Wednesday, December 13, 2006

Threats to Spiritual Health

Monotony, loneliness, fear, and doubt. Four horsemen with considerable power to damage one's spiritual health. They damage joy, corrode trust, and render faith a weak and pitiable thing. They are the children of sloth and having too much time one one's hands. I know them all intimately, especially since September. Work, prayer, Scripture reading, worship, and fellowship are needed to repel these foul invaders. Work is never appreciated until you are forced to retire or are set aside by illness or unemployment. How I long to preach! How I long to do those things I used to grumble over just a few months ago.

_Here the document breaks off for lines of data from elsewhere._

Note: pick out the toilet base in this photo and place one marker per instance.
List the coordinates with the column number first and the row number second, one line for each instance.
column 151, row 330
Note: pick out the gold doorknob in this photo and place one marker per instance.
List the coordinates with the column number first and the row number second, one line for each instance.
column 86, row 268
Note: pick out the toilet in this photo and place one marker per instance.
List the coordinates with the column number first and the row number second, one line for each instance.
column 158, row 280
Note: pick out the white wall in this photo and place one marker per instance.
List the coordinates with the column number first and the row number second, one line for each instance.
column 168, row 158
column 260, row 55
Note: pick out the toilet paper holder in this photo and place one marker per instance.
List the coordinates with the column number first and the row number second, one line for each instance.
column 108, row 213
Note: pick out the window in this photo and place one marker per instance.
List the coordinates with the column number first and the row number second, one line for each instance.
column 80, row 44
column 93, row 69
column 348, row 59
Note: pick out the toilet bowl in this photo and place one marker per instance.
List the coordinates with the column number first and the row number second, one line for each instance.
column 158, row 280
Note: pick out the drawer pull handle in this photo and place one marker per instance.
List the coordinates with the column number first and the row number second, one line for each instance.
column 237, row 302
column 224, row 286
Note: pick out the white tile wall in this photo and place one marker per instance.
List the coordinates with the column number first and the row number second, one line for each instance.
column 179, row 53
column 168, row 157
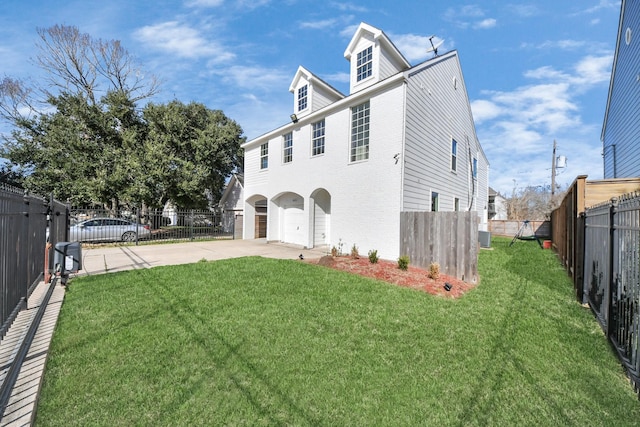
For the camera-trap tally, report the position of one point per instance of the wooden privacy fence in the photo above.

I would lead a consistory meeting with joy today. When Jesus was driven by the Spirit into the desert, those forty days must have seemed like a lifetime. At least I do not have to contend with hunger and thirst. Jesus coped, and emerged triumphant and ready for his ministry. May that be so of us, and may we contend with the spiritual forces of wickedness with the spiritual weapons fashioned for our weak and feeble hands. "For though we walk in the flesh, we do not war after the flesh: for the weapons of our warfare are not carnal, but mighty through God to the pulling down of strongholds" (2 Corinthians 10:3-4).

"Redeem the time," is Paul's injunction (Eph 5:16). Remain busy, prayerful, biblical, and trust not in one's own faith, but in Christ alone. I read this morning about the thief on the cross (Luke 23:42-43). He called Jesus "Lord" (in the King James version), recognizing Jesus' divinity and power to save. If I trust in my own faith, my own strength, I am doomed. The four horsemen will trample over me. But if I look to Christ as Lord, then the promise is given to me as well: "you will be with me in paradise." After all, God is glorified in our weakness, and so Paul can say, "Most gladly therefore will I rather glory in my infirmities, that the power of Christ may rest upon me" (2 Corinthians 12:9).